Green was the color of the day in Midtown Monday as the 253rd annual St. Patrick's Day Parade made its way up Fifth Avenue.
While organizers say about two million spectators take part, the crowds appeared to be noticeably thinner than years past, likely due to the cold temperatures.
"It's a little cold but, you know, it's still lovely. I'm here with my friend. I like it," said one parade goer.
"It's freezing. This is my first time here on St. Patrick's day. I'm keeping myself warm and everything is great I like the excitement," noted another parade goer.
Some prominent city officials including Mayor Bill de Blasio and City Council Speaker Melissa Mark-Viverito did not march in the parade.
They boycotted the parade because of rules that prevent gay and lesbian groups from identifying themselves while marching.
While not taking part in the parade, the mayor celebrated Irish culture at the annual breakfast held at Gracie Mansion.
Delivering a speech, de Blasio discussed the importance of the Irish community in New York.
"I want you to know we have to celebrate here in the people's house because the people of this city, the history of this city has been so strengthened and so elevated by the presence of Irish Americans now over centuries. One of the truly foundational communities of the city, of everything that we know the city to be, is the Irish American community," De Blasio said.
Ireland's prime minister Enda Kenney did march, but appeared to acknowledge the controversy at Gracie Mansion.
"Rest assured the Irish community here in New York City will work with you on the interests of the development of the economy of this city, the facilities if this city, and the rights of people in this city," Kenney said.
A small group of demonstrators also lined the route Monday, protesting The Ancient Order of Hibernians' stance on barring gays from marching under their own banner.
While they praised beer company Guinness and other sponsors for pulling out of the parade they blasted Commissioner William Bratton for not following Mayor de Blasio's lead in boycotting the event.
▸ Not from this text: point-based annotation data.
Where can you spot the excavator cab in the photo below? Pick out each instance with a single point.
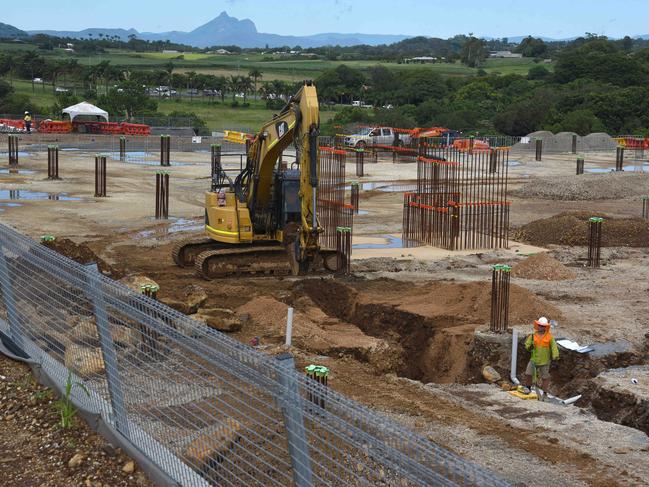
(265, 221)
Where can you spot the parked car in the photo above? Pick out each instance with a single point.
(376, 136)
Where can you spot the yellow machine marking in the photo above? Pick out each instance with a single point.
(221, 232)
(290, 127)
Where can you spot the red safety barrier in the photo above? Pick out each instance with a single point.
(18, 124)
(135, 129)
(55, 127)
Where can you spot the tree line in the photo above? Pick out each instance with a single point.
(597, 85)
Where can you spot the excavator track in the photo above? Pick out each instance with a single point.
(250, 261)
(185, 252)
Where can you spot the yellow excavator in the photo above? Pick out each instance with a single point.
(265, 220)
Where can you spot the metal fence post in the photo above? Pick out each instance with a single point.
(13, 318)
(291, 404)
(107, 349)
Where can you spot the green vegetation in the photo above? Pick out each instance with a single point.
(64, 404)
(588, 84)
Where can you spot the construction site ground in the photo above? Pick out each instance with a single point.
(405, 333)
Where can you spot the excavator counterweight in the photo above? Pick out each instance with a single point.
(264, 222)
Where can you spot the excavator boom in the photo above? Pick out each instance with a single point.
(268, 211)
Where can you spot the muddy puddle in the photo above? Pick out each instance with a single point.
(22, 194)
(145, 158)
(391, 242)
(387, 186)
(11, 170)
(176, 225)
(20, 154)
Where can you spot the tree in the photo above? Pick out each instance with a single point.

"Bill Bratton comes to New York and what does he say? He says drop dead to the LGBT community," said one protester.
"The fact that the NYPD and other city groups march in their uniforms is like the city putting their stamp of approval on the parade," said another protester.
As far as the corporate sponsorship goes the Catholic League is calling for a boycott of beer manufactures Guinness and Heineken.
League President Bill Donohue says the companies do not believe in diversity adding in a statement, "The parade is quintessentially Catholic, beginning with a Mass in St. Patrick's Cathedral. It is this Catholic element that angers those who are engaged in a bullying campaign against the St. Patrick's Day parades."